O mês de novembro chegou e com ele a sazonal campanha do Novembro Azul, que aborda a conscientização sobre o cuidado com a saúde do homem e a prevenção do câncer de próstata. Em Prudente, como noticiado, o HR (Hospital Regional) Doutor Domingos Leonardo Cerávolo registrou um aumento de 11% nos atendimentos relacionados à doença entre janeiro e setembro deste ano, visto que o número saltou de 1.055 homens atendidos em 2017 contra 1.172 em 2018.

Segundo informações da Agência Brasil, atualmente 18% dos homens brasileiros são obesos e 57% apresentam sobrepeso. Com relação ao tabagismo, 12,7% fumam e sobre doenças crônicas, 7,8% dos homens têm diabetes e 23,6% têm hipertensão, sem falar dos 27% que consomem bebida alcóolica abusivamente e 12,9% dirigem após beber. Os dados fazem parte do Sistema de Vigilância de Fatores de Risco e Proteção para Doenças Crônicas por Inquérito Telefônico, realizado anualmente pelo governo federal e reverberam quão assustador é o descuido da saúde por parte dos homens.

Infelizmente é apenas durante esse mês que aparentemente essa faixa da população demonstra alguma consciência sobre a importância dessa atenção zelosa com seu corpo, a necessidade de um trabalho preventivo e de exames de rotina que possam identificar patologias de forma precoce, quando ainda há probabilidade maior de reversão – sobretudo para as doenças que são assintomáticas e podem ocasionar posteriormente complicações irreversíveis. Existe ainda um fator cultural que agrava o cenário, o qual consiste nessa imagem falsa de masculinidade personificada no homem “forte e intransponível” sem vulnerabilidades ou fragilidades de tipo algum, do tipo de “aguenta dor” e tem que sempre estar saudável, como se atendimento médico fosse algo completamente supérfluo e um recurso de último caso.

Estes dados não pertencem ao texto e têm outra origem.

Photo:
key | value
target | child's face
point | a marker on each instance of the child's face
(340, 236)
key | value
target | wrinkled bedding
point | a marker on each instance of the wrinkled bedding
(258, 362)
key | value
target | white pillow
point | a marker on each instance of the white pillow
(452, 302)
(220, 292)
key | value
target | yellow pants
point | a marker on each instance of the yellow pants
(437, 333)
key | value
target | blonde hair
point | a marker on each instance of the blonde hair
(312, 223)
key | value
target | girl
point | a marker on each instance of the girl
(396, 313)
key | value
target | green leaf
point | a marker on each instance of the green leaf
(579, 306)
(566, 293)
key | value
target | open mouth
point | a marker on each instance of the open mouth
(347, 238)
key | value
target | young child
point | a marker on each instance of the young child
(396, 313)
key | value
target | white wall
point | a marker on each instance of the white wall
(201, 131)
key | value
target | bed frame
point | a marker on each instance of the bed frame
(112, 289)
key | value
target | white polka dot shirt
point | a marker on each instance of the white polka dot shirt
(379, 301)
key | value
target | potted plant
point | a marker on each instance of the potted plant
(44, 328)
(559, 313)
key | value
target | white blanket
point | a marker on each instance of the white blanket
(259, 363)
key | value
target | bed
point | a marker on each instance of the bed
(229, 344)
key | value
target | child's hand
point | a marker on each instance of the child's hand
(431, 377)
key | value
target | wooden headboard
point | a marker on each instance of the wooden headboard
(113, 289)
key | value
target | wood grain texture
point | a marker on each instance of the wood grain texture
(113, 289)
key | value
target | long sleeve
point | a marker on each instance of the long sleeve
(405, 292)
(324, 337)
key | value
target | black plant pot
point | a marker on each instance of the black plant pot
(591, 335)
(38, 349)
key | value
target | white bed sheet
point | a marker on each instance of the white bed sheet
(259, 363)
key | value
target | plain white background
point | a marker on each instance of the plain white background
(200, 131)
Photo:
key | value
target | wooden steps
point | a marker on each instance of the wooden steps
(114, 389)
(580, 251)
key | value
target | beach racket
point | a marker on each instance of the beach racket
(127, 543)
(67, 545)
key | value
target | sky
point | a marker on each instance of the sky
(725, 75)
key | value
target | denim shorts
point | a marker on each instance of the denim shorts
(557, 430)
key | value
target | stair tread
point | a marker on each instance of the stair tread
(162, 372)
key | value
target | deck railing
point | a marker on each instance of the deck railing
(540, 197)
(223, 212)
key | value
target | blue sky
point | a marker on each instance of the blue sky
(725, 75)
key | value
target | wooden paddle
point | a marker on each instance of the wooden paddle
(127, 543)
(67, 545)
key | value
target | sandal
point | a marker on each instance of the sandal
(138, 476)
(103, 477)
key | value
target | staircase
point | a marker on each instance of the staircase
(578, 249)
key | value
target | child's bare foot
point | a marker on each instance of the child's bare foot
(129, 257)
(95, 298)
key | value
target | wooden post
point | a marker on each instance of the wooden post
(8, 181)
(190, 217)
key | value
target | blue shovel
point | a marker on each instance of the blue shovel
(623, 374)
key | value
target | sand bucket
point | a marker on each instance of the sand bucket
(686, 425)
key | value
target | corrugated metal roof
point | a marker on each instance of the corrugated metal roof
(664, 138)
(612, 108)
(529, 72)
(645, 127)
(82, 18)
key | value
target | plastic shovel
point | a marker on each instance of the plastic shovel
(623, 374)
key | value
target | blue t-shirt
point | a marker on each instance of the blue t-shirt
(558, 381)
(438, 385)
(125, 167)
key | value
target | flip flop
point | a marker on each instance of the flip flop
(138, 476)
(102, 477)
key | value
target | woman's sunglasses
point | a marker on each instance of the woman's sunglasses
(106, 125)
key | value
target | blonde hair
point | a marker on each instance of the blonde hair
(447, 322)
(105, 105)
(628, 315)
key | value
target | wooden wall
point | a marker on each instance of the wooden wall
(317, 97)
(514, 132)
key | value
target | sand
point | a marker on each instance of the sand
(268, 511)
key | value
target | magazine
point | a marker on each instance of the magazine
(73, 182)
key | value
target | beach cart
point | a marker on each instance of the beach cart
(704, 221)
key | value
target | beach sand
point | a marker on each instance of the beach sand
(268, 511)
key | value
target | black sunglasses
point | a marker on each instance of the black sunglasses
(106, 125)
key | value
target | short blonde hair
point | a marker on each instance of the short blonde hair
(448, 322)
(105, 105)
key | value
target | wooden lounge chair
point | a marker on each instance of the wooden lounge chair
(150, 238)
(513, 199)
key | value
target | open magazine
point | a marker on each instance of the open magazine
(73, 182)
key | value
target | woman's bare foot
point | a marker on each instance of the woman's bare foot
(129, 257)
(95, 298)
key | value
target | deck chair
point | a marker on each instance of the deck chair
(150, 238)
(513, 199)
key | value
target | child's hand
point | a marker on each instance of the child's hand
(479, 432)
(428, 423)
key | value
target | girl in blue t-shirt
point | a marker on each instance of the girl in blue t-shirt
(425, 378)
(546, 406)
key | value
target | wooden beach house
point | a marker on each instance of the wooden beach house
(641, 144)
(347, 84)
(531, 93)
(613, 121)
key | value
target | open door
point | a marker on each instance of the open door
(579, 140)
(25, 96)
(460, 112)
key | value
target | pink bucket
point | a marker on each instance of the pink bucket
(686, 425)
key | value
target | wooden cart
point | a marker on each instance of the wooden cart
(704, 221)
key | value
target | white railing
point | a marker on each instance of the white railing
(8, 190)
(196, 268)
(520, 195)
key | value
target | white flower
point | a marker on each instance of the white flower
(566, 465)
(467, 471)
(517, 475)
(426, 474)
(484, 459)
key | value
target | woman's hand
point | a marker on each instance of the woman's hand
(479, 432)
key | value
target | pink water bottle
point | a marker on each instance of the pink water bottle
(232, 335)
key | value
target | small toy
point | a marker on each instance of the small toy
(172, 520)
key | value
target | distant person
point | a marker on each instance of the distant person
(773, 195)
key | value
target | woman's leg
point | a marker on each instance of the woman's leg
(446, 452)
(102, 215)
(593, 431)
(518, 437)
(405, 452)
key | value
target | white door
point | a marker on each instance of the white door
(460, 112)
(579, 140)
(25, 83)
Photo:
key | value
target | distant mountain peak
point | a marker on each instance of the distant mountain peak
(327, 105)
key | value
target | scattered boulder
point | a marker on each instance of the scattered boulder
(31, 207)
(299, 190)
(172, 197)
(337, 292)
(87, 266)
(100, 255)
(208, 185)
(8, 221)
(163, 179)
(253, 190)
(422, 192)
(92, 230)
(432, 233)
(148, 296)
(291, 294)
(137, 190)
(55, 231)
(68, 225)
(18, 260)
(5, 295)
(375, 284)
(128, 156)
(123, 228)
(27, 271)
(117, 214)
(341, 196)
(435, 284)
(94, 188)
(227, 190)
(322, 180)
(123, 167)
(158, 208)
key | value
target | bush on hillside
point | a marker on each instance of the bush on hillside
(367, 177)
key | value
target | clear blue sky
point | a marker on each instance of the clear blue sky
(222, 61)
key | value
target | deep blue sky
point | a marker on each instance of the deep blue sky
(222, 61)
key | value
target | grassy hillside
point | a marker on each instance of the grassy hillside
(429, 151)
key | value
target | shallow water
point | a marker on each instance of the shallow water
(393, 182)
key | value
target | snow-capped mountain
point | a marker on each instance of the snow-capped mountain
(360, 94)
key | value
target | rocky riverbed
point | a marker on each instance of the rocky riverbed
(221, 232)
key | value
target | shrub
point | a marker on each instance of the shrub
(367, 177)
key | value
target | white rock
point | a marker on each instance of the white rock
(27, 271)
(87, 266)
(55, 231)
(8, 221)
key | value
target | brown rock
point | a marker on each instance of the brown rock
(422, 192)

É por esse tipo de mentalidade que a taxa de mortalidade geral no Brasil na faixa etária de 20 a 59 anos para homens, que é 2,3 vezes maior do que as mulheres, chegando a ser quatro vezes maior na faixa etária mais jovem, segundo o Ministério da Saúde. Campanhas de conscientização para o público masculino podem até funcionar superficialmente, mas uma real mudança só poderá ocorrer se elas vierem acompanhadas também de transformações culturais, com o fim de alguns “tabus” e a derrocada de estigmas incompatíveis com a realidade.